What’s caused the change?
First, the pathway to Harvard has narrowed. The college now admits only one of every 16 high-schoolers who apply. Harvard freshmen have been accumulating achievements since kindergarten. They scored 2400 on their SATs, shone as high-school valedictorians, won national debate contests, or swam the butterfly in record time. Once on campus, they begin searching for that next rung on the ladder. They can’t help it. They’ve been trained to perform that way.
The expense of a college education sticks out as reason number two. In my own first year at Harvard, tuition, room and board cost about $3,400. Today the bill runs nearly 20 times higher. Whether paid by parents, scholarship, or a combination of the two, a sum so exorbitant—an outlay approaching $300,000 for four years—cries out for justification as an investment. Even President Obama wants to rank colleges according to what their graduates make 10 years after receiving their diplomas.
Is the primary value of college degrees, then, to add to the gross national product? No matter what the word from the nation’s chief executive, students ought not be beguiled into measuring the value of their education strictly in economic terms. As Bobby Kennedy, himself a 1948 Harvard graduate, said, GNP “measures neither our wit nor our courage, neither our wisdom nor our learning, neither our compassion nor our devotion to our country. It measures everything in short, except that which makes life worthwhile.”

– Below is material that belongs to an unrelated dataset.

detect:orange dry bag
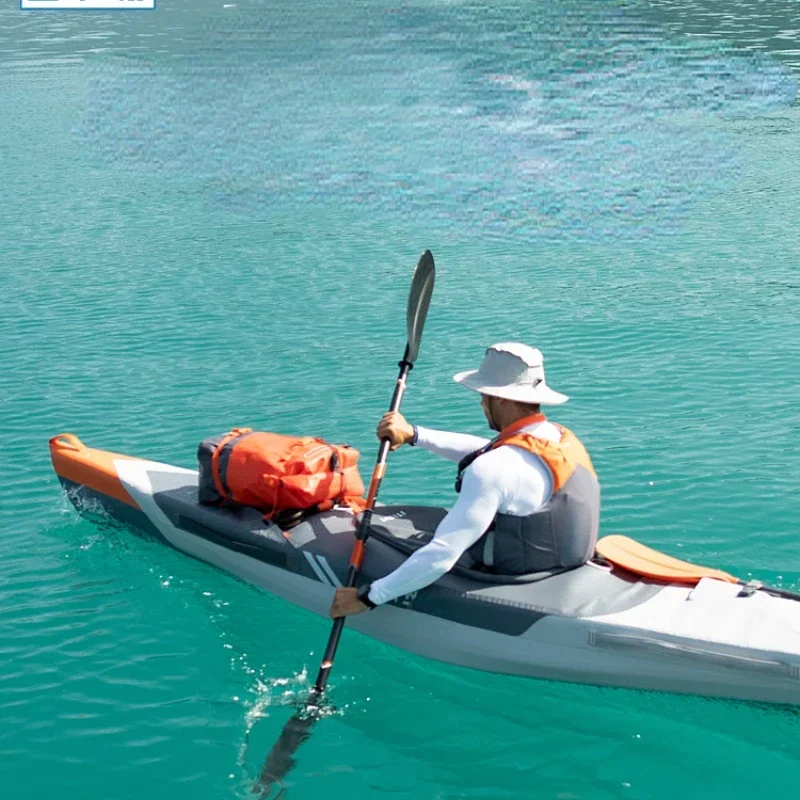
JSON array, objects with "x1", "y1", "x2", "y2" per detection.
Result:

Economics, government, and computer science top the list of most popular concentrations. Why? Presumably because they are viewed as useful for a career in business, policy-making, or high tech—a lot more useful than studying Jane Austen’s novels, the French Revolution, or Rembrandt’s oeuvre. Is that assumption correct? A couple of weeks ago I went to a lecture by James McNerney, a onetime English major from Yale, who ran the aircraft designer and manufacturer Boeing for a decade. Whatever you think of Carly Fiorina, she did head up what was once the world’s most valuable high-tech company, having majored in history at Stanford. I myself went from history major to Silicon Valley software entrepreneur and novelist. One of my buddies in Mather took Chinese, so he could read up on Vietnamese history, and today presides over the National Committee on United States-China Relations.

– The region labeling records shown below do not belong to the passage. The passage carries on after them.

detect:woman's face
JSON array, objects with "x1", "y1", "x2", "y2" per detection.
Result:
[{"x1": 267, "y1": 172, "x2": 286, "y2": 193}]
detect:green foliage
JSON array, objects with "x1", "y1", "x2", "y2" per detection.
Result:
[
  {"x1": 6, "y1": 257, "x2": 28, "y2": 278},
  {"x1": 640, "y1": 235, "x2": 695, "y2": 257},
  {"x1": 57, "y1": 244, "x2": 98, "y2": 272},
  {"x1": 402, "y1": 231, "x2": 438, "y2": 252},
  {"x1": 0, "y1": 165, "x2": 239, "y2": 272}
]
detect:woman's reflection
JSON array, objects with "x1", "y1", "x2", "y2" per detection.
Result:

Sure, the country needs investment bankers, but even more pressing is the broad need for people who can think: think critically, think broadly, think innovatively, think empathically. Whom would you rather have grapple with the ethical questions raised by experimentation using human embryos, a government major or a philosopher? To head their commission of inquiry on the subject, the British government chose the latter, in the person of Mary Warnock. Whom would you rather have negotiating with the Chinese on cultural exchanges, an East Asian studies concentrator (0.4 percent of Harvard undergraduates) or an economics concentrator (14.7 percent)?
Shouldn’t a liberal-arts education equip undergraduates with the ability to look dispassionately at the blandishment of big bucks? Wouldn’t we want a twenty-first-century Shakespeare to have the backbone to turn down that $150,000 job offer from JPMorgan Chase? Or should Harvard resign itself to sending a generation of cynics—defined by Oscar Wilde as those who know “the price of everything and the value of nothing”—out into the world?
Not everyone has to major in philosophy or history or English or East Asian studies. Economics, government, computer science, and every other Harvard concentration offer plenty of intellectual challenges. Still, some students I’ve spoken to don’t want to use their time at Harvard as a mere stepping stone to a high-paying job, but they are being swept along by pressure from parents and peers. In the end, Harvard has a responsibility to re-establish a campus culture where students understand that their future success may well be measured by value and not by dollars.